All of the improvements wouldn’t have mattered, of course, without good speakers. But each 18-minute presentation had polish and panache:
- McPhearson explained why he ceded control of a youth group he was running for a simple reason: “I’ve never seen a flower that I taught how to grow.”
- Mann pointed out that there was a 66-year gap between the first airplane flight and the moon landing but only another 29 years before the international space station was launched – and a trip to Mars isn’t far away. “When man landed on the moon, computers were less powerful than the wristwatch on my arm,” she said.
- Dr. Suzana Flores fought back tears as she shared a gripping account of what being sexually assaulted did to her psyche – even though she’s a psychologist. After much soul-searching, she found solace in the Wolverine comic character. “Superheroes fight back from suffering,” she said. “I wanted someone raw. I wanted someone damaged.”
The night closed with a performance by SAMxSOLUxSANNA, a five-person group that performed a skillful interpretation of Maya Angelou’s “The Caged Bird” even though they started working on it only a month ago. They got a standing ovation.
The speakers got another taste of millennial entrepreneurship after the show when each received a special gift from Elroi & Men, the bowtie business started by 2017 GCU graduate Andrea Northup to help the Lakota American Indians in South Dakota by giving them jobs. She gave an impromptu talk about her mission that was as polished as any formal presentation.
There even was coincidence in how Northup became involved. She does her sewing in the Lazarus Lab, where CCOB students gather to brainstorm ideas for their budding startups. The TEDx organizers just happened to be there around the same times, and one thing led to another.
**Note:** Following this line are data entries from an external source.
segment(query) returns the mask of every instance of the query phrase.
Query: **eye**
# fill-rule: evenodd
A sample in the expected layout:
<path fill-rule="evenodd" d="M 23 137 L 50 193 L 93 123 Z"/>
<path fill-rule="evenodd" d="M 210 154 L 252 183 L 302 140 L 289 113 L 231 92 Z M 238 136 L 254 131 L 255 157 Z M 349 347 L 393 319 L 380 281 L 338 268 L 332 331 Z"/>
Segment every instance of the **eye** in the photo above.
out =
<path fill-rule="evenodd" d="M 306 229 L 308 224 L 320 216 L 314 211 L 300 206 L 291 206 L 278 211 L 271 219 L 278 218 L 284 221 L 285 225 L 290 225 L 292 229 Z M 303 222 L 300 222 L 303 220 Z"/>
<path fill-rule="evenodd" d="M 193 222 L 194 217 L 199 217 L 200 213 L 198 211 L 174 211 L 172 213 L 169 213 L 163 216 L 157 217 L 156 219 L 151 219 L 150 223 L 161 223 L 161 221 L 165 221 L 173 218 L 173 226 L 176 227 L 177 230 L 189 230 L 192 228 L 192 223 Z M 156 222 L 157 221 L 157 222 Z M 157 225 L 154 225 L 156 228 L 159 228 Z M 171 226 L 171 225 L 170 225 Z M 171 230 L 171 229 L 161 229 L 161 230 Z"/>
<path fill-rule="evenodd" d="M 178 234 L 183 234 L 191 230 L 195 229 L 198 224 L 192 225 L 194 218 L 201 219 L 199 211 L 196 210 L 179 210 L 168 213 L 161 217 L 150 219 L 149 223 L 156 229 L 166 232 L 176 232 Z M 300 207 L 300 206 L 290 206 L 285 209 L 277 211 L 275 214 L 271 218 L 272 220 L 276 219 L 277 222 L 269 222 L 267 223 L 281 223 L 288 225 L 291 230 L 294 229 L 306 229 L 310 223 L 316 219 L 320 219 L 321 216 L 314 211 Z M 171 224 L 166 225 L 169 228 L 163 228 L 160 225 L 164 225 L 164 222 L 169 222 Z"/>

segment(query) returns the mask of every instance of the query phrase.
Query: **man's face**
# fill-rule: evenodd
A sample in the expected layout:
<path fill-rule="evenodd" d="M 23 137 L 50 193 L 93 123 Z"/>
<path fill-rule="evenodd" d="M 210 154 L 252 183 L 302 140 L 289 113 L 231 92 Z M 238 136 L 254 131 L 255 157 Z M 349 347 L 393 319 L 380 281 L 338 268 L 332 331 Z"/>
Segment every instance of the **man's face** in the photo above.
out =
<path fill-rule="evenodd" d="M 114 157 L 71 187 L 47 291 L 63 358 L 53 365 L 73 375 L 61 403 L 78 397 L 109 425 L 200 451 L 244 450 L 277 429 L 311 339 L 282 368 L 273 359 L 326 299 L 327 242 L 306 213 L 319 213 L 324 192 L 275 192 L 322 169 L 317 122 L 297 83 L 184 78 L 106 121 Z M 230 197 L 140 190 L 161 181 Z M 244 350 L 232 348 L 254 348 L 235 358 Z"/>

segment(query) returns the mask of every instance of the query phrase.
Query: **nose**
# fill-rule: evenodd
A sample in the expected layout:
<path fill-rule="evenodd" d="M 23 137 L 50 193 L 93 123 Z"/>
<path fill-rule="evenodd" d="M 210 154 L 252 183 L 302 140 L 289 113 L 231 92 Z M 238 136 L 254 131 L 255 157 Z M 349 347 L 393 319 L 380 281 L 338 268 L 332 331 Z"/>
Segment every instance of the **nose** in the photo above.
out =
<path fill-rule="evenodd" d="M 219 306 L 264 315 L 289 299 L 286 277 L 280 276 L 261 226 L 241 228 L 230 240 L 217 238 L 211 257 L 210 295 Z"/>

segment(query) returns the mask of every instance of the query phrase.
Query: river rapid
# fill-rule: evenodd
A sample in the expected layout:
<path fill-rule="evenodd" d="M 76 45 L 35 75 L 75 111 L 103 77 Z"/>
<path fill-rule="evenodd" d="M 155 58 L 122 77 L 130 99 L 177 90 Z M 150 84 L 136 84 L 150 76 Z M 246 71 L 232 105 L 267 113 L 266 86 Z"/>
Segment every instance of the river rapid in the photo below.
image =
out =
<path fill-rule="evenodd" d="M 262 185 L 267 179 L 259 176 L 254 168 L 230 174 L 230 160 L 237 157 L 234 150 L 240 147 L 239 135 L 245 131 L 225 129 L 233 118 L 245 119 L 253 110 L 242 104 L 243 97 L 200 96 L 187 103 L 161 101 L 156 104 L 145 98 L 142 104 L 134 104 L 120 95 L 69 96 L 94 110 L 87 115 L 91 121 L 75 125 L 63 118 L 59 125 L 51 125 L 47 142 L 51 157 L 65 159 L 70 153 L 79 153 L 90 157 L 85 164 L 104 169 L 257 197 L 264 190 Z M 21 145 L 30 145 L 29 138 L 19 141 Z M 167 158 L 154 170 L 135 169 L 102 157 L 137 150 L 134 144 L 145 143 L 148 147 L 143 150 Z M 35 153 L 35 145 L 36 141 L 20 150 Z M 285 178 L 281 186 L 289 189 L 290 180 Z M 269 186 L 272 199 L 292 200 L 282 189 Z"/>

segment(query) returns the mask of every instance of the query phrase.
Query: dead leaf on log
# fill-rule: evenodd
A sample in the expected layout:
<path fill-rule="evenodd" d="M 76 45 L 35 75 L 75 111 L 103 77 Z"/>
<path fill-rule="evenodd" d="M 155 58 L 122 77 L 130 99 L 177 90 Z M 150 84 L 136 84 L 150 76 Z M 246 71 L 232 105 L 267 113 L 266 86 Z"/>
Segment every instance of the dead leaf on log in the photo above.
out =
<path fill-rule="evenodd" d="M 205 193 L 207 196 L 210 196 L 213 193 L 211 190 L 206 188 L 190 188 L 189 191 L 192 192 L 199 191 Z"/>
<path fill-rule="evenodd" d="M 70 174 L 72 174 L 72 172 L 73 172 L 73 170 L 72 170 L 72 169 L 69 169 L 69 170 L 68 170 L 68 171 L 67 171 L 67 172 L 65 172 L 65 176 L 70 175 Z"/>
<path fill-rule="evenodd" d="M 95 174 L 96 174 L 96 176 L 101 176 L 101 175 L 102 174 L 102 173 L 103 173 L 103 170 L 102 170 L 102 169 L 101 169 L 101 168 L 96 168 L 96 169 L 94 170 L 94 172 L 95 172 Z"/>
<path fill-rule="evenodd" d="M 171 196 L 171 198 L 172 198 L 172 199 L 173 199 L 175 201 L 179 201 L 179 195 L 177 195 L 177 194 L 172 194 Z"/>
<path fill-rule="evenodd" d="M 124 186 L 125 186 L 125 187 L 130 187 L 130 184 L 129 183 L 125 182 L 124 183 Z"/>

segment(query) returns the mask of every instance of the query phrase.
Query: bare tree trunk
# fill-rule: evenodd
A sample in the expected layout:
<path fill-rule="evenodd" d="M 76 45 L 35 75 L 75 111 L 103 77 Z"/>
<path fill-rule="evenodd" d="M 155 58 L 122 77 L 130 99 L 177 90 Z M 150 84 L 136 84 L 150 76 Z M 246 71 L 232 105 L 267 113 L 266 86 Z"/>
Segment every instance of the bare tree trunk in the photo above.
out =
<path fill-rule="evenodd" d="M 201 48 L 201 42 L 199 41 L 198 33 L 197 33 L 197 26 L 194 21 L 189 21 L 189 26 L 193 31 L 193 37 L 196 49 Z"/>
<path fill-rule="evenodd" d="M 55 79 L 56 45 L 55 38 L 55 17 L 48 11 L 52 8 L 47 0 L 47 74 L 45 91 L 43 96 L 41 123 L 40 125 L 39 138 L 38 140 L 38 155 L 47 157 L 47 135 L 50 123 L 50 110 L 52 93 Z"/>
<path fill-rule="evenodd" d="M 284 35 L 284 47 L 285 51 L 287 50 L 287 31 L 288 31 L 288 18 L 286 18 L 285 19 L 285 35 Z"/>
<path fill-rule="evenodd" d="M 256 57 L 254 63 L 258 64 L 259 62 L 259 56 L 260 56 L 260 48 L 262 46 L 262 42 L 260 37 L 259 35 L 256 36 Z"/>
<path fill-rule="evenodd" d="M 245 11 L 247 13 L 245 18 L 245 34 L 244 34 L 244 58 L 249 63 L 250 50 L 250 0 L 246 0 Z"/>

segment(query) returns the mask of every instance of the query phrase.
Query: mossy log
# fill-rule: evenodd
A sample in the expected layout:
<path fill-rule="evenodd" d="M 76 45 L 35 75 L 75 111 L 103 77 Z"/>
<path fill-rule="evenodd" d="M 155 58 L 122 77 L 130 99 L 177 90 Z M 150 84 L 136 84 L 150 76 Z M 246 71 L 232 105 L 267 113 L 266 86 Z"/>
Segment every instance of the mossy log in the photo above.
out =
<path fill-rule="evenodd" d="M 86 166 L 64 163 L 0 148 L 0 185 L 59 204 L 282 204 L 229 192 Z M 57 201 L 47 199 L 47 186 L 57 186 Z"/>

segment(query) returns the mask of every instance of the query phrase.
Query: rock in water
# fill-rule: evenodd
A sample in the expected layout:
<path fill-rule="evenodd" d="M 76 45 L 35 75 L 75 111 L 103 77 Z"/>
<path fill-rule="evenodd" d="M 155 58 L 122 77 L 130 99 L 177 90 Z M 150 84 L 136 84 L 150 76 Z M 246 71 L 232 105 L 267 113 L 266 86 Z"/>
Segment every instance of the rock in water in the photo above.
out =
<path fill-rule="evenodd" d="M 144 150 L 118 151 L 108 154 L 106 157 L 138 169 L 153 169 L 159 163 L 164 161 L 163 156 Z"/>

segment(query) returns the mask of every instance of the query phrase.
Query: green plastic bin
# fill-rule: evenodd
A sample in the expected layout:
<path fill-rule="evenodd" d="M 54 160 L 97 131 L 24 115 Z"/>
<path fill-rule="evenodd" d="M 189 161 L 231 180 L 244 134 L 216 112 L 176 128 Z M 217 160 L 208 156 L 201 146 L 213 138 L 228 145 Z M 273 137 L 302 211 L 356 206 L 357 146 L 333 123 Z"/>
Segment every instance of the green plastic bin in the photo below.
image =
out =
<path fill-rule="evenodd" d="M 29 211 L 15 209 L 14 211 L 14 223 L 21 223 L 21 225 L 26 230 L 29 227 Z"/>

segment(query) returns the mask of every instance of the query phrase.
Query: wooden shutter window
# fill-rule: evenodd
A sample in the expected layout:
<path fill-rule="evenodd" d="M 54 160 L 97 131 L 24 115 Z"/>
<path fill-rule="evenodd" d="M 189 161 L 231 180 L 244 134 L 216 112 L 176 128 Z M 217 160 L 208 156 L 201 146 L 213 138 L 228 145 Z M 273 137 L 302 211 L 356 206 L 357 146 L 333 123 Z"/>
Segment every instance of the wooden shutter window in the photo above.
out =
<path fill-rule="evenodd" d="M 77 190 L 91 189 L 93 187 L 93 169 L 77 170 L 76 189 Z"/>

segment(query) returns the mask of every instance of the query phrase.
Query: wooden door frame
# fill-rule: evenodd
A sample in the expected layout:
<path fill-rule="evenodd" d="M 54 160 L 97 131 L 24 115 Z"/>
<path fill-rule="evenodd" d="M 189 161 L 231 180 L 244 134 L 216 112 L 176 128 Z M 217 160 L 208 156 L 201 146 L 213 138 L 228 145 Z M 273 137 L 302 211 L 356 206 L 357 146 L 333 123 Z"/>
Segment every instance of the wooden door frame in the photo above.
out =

It took a similar moment of fate for Dominic Pachuilo to be this year’s president of the student team. A year ago, he still was recovering from the physical and mental effects of his battle with cancer – yes, cancer – when he saw a poster soliciting TEDx volunteers. “It all started with taking a chance,” he said.
That made it all the more emotional late Friday night as he sat on a sofa in the Ethington lobby and tried to take it all in, not long after the students came onstage and got their own standing ovation from the audience.
“I feel absolutely blessed,” he said. “I don’t have words to describe how I feel because of all the hard work that was put into the last year. All the moving parts we had at the beginning, it was stressful. But they all came together, and it’s all attributable to the team and their success.”
There’s even a backstory behind Pachuilo’s masterful handling of his onstage duties during the show despite his relative lack of experience. His mother owns a teleprompter company, and he regularly got to witness Fortune 500 events. She drilled him hard to polish his public-speaking ability by avoiding “uh” and other useless pauses.
The students are hardly done. Now begins the process of electing new directors for next year’s show, necessary because of the many current directors will graduate in April. They won’t have much time to rest on their laurels – but they will continue to review what caused whatever mistakes they made.
“That’s what it’s all about,” Pachuilo said. “That humility strives from the community that we have at GCU. The people here have been through trials and tribulations and the people on our team are full of faith, full of Christ. That humility is what allows us to say, ‘You know what? We screwed up, and we’re going to learn from it.’
“We understand, too, that we’re students trying to learn the process of project management. We expect mistakes. One of the things Paul teaches us is, ‘Fail fast, pivot and improve.’”
And that’s how it all comes together. Only in this case, they succeeded fast – and that’s no coincidence.